Lastly the atom argument enables only rotating a sub-set of atoms.
Geometry[..] is now calling axyz if is pure indices, if it is a slice it does not work with super-cell indices
Added rij functions to the Geometry for retrieving distances between two atoms (orij for orbitals)
Renamed iter_linear to iter
Added argument to iter_species for only looping certain atomic indices
Added iter_orbitals which returns an iterator with atomic _and_ associated orbitals.
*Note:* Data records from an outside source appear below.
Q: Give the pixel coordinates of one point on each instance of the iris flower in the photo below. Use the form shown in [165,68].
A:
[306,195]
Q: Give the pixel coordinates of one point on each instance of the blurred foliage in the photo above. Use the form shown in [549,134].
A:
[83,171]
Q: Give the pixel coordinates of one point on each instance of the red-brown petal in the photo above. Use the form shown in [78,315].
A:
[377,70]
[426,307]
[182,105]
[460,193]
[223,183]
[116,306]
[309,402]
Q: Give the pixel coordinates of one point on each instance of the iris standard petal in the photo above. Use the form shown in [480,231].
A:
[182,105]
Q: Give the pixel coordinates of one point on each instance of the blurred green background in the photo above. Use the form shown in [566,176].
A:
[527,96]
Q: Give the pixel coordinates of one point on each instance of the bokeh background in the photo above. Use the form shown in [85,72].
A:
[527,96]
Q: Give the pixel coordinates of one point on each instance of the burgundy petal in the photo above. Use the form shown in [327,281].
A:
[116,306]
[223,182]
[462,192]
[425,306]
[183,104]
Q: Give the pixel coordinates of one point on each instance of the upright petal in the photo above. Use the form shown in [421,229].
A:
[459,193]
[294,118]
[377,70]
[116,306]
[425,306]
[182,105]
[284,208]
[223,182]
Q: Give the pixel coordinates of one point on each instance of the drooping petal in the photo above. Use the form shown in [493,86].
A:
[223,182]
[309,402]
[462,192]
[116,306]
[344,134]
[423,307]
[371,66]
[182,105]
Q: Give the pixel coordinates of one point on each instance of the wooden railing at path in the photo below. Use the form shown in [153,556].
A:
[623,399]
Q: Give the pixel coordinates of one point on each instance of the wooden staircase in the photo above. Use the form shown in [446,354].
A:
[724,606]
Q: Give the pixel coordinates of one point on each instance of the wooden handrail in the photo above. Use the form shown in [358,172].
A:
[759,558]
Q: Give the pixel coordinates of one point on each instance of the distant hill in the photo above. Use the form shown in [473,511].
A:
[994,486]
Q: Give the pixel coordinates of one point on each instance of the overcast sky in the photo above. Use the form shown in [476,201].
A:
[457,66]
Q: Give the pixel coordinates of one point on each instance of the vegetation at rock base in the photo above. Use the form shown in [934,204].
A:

The orbitals are with respect to the local orbital indices on the given atom
` >>> for ia, io in Geometry.iter_orbitals(): >>> Geometry.atom[ia].R[io] `
works, while
` >>> for ia, io in Geometry.iter_orbitals(local=False): >>> Geometry.atom[ia].R[io] `
does not work because
io
is globally defined.Changed argument name for coords, atom instead of the old idx.
Renamed function axyzsc to axyz
SparseCSR:
Added iter_nnz(i=None) which loops on sparse elements connecting to row i (or default to loop on all rows and columns).
ispmatrix to iterate through a scipy.sparse.*_matrix (and the SparseCSR matrix).
Hamiltonian:
Added iter_nnz which is the Hamiltonian equivalent of SparseCSR.iter_nnz. It enables explicit looping on atomic couplings, or orbital couplings. I.e. one may specify a subset of atoms or orbitals to loop over.
Preliminary implementation of the non-collinear spin-case. Needs testing.